The Crucial Difference Between Investment Brokers And Fee-Only Advisors
The common perception among the investing public is that all of the professionals who help clients manage their money are “financial advisors,” and all belong to one profession. This (mis)conception is dangerous and needs to change.
In reality, there are two distinct businesses: investment sales and financial advice. Knowing the difference can be crucial to your financial well-being when entrusting your finances to a professional.
Investment Salesmen vs. Advisors: How To Tell Them Apart
Those in the investment sales business carry many titles including broker, banker, insurance agent, and registered representative. As salesmen, they are trained and qualified to sell any number of investment products, from stocks and bonds, to mutual funds, exchange traded funds, deferred annuities, limited partnerships, non-traded RIETS, certificates of deposit, and life, disability, and long term care insurance.

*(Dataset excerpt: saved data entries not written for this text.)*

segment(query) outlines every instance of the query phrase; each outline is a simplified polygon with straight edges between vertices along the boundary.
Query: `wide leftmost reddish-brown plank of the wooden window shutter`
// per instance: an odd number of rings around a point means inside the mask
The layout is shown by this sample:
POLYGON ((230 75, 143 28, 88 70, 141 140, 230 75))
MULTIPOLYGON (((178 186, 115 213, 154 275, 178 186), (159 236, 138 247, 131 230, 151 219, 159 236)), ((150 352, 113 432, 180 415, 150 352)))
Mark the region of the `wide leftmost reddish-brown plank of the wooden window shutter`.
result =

They typically work within a traditional sales structure, representing the companies that manufacture, manage, and deal in financial products. They earn higher commission payouts on some products than others, and earn bonuses and other rewards for high sales figures.
What’s Wrong With Investment Sales?
I have no problem with those practices by themselves. If someone wants to sell investment products to willing (or naive) buyers, I have no objection. Brokers are very good at selling products; they must be very slick indeed to sell loaded mutual funds, horrendously expensive and illiquid life insurance, annuities, limited partnerships and non-traded REITS.

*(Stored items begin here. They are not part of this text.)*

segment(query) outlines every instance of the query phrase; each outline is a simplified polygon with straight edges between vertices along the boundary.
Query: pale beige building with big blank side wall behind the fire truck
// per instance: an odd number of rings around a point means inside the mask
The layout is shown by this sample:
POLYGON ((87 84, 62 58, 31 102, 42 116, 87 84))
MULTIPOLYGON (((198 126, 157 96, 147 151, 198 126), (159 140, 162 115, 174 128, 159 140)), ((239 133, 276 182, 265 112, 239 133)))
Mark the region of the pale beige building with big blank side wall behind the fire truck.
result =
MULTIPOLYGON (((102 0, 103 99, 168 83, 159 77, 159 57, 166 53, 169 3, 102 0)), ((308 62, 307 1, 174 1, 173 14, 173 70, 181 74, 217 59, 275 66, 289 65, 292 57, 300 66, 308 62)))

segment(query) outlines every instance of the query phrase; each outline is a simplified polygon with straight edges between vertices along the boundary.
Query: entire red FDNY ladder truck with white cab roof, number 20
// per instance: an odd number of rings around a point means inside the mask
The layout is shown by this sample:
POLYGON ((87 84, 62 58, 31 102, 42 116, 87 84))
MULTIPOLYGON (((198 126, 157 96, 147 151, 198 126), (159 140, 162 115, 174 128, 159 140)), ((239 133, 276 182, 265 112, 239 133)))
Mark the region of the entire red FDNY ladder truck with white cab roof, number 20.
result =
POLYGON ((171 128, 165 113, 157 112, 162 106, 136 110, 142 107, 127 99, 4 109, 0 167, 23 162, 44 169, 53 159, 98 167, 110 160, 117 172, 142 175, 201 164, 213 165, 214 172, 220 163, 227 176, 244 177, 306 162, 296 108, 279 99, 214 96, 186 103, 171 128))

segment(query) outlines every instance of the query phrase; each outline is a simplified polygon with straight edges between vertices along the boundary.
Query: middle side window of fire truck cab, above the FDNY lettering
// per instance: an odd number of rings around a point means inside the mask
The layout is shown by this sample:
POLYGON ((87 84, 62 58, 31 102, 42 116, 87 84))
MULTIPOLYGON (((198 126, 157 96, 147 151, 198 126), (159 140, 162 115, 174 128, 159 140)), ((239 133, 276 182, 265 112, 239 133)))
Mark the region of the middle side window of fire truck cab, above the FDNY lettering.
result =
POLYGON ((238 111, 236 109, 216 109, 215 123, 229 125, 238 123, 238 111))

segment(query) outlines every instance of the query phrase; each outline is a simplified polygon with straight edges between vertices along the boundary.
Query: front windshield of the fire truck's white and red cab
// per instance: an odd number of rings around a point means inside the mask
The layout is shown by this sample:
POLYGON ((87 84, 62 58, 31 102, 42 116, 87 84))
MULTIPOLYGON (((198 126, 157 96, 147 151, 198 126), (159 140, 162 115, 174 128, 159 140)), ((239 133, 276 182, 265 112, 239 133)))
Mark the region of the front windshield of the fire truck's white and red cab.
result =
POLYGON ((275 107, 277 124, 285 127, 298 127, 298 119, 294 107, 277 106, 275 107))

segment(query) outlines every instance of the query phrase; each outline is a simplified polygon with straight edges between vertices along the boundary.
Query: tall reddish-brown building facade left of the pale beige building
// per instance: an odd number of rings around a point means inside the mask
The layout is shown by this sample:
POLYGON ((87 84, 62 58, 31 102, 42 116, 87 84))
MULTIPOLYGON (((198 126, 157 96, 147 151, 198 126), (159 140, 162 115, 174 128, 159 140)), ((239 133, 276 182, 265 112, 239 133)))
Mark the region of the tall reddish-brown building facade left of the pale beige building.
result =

But I do have a problem with deceptive advertising. Brokers are not advisors. They are compensated through commissions for selling products, not for giving advice, and in my opinion, this conflict of interest disqualifies them from giving it. Brokers and other salespeople must stop confusing the investing public by calling themselves “financial advisors”, financial planners”, and “financial consultants”. At this point these titles are unregulated, and salespeople are taking advantage by posing as advisors.

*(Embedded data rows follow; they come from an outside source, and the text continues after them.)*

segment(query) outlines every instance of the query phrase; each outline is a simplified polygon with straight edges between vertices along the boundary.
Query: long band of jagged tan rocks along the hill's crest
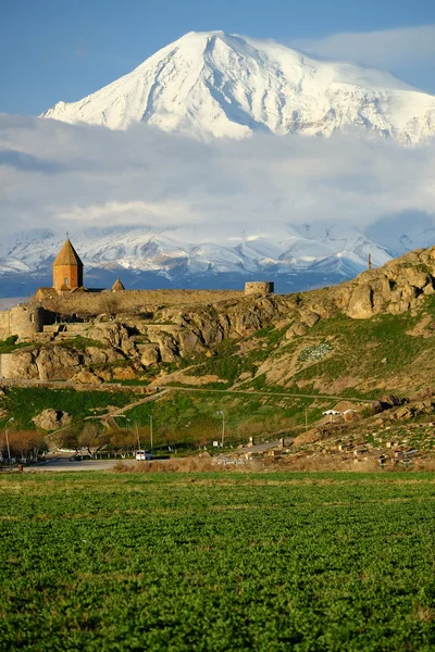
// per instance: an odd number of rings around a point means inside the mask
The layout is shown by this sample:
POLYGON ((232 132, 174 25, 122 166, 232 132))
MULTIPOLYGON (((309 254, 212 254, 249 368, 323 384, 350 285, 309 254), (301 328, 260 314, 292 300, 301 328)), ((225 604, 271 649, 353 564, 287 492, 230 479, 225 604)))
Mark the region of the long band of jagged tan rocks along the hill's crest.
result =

It Comes Down To Compensation
So let’s be very clear regarding the difference: A broker represents an investment firm, not the client (thus the title “Registered Representative”). A broker is paid by that investment firm, not the client. A broker is qualified and paid to sell products, but is not qualified or paid to give advice. A broker is not a fiduciary and is not required to put the client’s interests first. After all, if your job is to represent an investment firm and sell as much as you can of their investments, how can you put the interests of your client first? Short answer: you can’t.
A fee-only advisor represents the client, not an investment firm. An advisor is paid by the client, not an investment firm. An advisor is qualified and paid to give advice, not to sell a product. An advisor is a fiduciary and as such is required to put their client’s interests first.
Knowing When To Steer Clear
Brokers are well aware of the fact that clients would rather be working with an advisor who puts client’s interests first, than with a broker whose business goal is maximum sales and commissions. Therefore they attempt to disguise the fact that they are really salespeople.
A few useful titles that may help break through the confusion:
“Registered Representative”: A salesperson who represents an investment firm and sells products on a commission basis.
“Registered Investment Advisor” (RIA): Not to be confused with the above, an RIA is an independent, fee-only advisory firm registered with either the SEC or one of the States. Be aware that RIAs can still operate a commission- based sales business if they are also registered with an investment firm such as a brokerage or insurance firm. To avoid those RIAs, select only those who advertise as “fee-only”.
“Securities offered through…”: A disclaimer from a salesperson that discloses the investment firm.
“Hybrid Advisor”: This person wears two different hats, the first as a broker, and the second as an advisor. This is especially confusing to investors, because at times this professional is selling an investment firm’s product for a commission, and at other times he is giving fee-based advice and representing the client.
“CFP® Practitioner”: This professional has passed a two-year financial planning course, and is held to a code of ethics. They can, however, still act as a broker or a salesperson.
“Financial Advisor,” “Financial Consultant,” “Financial Planner,” “Wealth Manager”: These unregulated titles tell us nothing regarding whether the professional is a broker or an advisor.
“NAPFA member”: An advisor who is a member of the National Association of Personal Financial Advisors, which restricts membership to fee-only advisors.
“Fee-Only advisor”: An advisor who represents the client, does not sell any products or earn commissions, but is qualified and paid to give objective advice, and puts the client’s interests first.
In summary, I propose this solution: If a broker wants to be an advisor who puts their clients’ best interests first, they should resign from their investment firm, give up their commissions, and join the ranks of fee-only Registered Investment Advisors. I did it long ago.